Education sector unions have denied claims by basic education minister Angie Motshekga that a plan for the reopening of schools had been agreed on by all stakeholders.

The denial could put into jeopardy the government’s plan to open schools by June 1 as the unions have in the past week ordered their members not to return to work.

The unions have also warned the minister against addressing a scheduled media briefing this week, saying moves to announce when schools will restart are eroding public confidence.

“The rush to announce dates before assessing the practical situation is damaging to the reputation of the education system,” the unions said in a joint statement issued on Tuesday, following a recent meeting with Motshekga to consider the state of readiness for the reopening of schools.

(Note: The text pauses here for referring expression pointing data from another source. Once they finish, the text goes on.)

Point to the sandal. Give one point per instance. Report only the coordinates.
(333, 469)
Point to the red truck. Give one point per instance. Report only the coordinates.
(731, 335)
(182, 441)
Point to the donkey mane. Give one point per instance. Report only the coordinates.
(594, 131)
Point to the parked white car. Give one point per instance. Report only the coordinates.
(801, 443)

These unions included the SA Democratic Teachers Union (Sadtu), the National Teachers Union (Natu), the National Professional Teachers’ Organisation of SA (Naptosa), the Professional Educators’ Union (Peu) and the Suid-Afrikaanse Onderwysers Unie (Saou).

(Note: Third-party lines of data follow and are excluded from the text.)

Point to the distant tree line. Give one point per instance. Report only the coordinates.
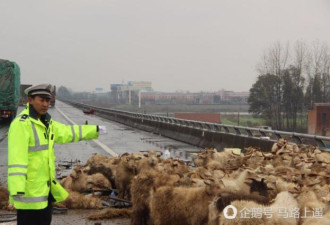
(290, 81)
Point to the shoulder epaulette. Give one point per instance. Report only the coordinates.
(23, 117)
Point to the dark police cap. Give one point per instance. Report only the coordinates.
(43, 90)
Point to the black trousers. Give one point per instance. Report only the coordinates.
(35, 217)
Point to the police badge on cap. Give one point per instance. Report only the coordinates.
(43, 90)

Department spokesperson Elijah Mhlanga has said in a statement that Motshekga will brief the media on Thursday “on the preparations towards the reopening of schools” and will provide details including the final dates and detailed plans for a phased approach to the reopening of schools.

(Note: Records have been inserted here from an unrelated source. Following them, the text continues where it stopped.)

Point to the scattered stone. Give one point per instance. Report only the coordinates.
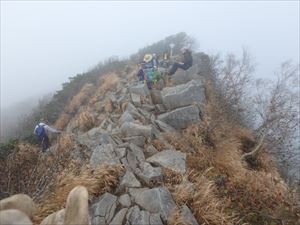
(182, 117)
(160, 108)
(137, 140)
(138, 217)
(136, 99)
(156, 96)
(126, 117)
(148, 107)
(184, 94)
(119, 217)
(157, 200)
(170, 159)
(134, 192)
(150, 151)
(104, 155)
(125, 200)
(188, 215)
(134, 129)
(164, 127)
(104, 209)
(155, 219)
(140, 89)
(149, 174)
(121, 152)
(129, 180)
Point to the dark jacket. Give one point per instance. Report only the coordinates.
(187, 59)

Motshekga announced in April that schools would restart in a phased manner from June 1. Office workers were to resume work on May 4, school management teams on May 11, and teachers on May 18, the minister said in April.

However, on May 10, Sadtu said it would not allow its members to report for duty because the basic education department had failed to meet minimum requirements to ensure their safety.

The unions said there was no truth to the impression created by the department that unions were consulted and agreed on a plan to restart schools.

“The manner in which the department is conducting itself on the consultations is causing a trust deficit with the unions and this must be addressed. The [department must] desist from misleading the public about unions having agreed on everything. We all want to see a smooth reopening of the schools,” the unions said.

The meeting resolved to use the week of May 11-15 to allow provinces to comply with the non-negotiable commitments, such as the fumigation and disinfecting of schools, proper school infrastructure in the form of proper toilet facilities, observance of social distancing, reduction in class sizes, provision of soap, sanitisers and masks, and the screening of pupils, teachers and support personnel.

“To avoid confusion we agreed that the schools must be having the essentials such as the PPEs [personal protective equipment], sanitisers and education support personnel to help the SMTs [school management teams] to prepare to receive the teachers,” the unions said.

“The only date agreed upon was May 18 for the SMTs to fully report for duty and any other tentative date would be considered based on the readiness checklist.”

Motshekga told Business Day on Wednesday: “The final decision for the opening of schools is the authority and responsibility of the minister after consultations with provincial departments of education. The final date will be announced after it has been finalised at that level.”

She said discussions with unions continued to be an “ongoing activity and the media conference will be confirmed and its contents will also be determined then”.